General Discussion
In reply to the discussion: Of Course Americans are BROKE [View all]Metaphorical
(2,549 posts)Set an arbitrary minimum limit, such as $1M per year which incurs no taxes, certain exemptions (first house for instance), with progressively higher tax brackets as spending increases. Apply the same principle to corporations - if they buy a CEO contract, they will have to pay the taxes on that contract, while spending per employee starts to incur taxes above $250,000 a year including compensation. Taxes are paid within the seller's jurisdiction.
The idea is simple - the notion of an income tax by itself is regressive because it penalizes savers - those who build capital - while rewarding spenders - those who consume capital. It also concentrates power because the biggest spenders usually end up with the most power. A spending tax forces corporations to invest into pools with no one investor being able to dominate that pool - you need to raise capital, then you need to create a community of investors to do so. 

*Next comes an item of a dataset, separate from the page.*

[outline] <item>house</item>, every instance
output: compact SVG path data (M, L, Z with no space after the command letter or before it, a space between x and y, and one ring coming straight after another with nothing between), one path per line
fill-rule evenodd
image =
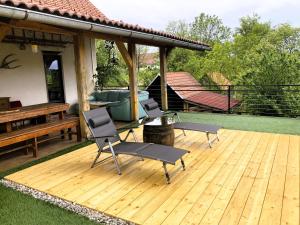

This may seem counterintuitive but I think the problem we're facing at the moment is we have too much capital investment by too few people, and we ironically have far more capital than is actually needed, given advances in technology. It also forces both people and corporates to save rather than to rely upon debt to capitalize a project. Day to day spending by most people is not affected, other than the fact that there isn't a frantic rush to spend on needless purchases because the system is geared towards spending.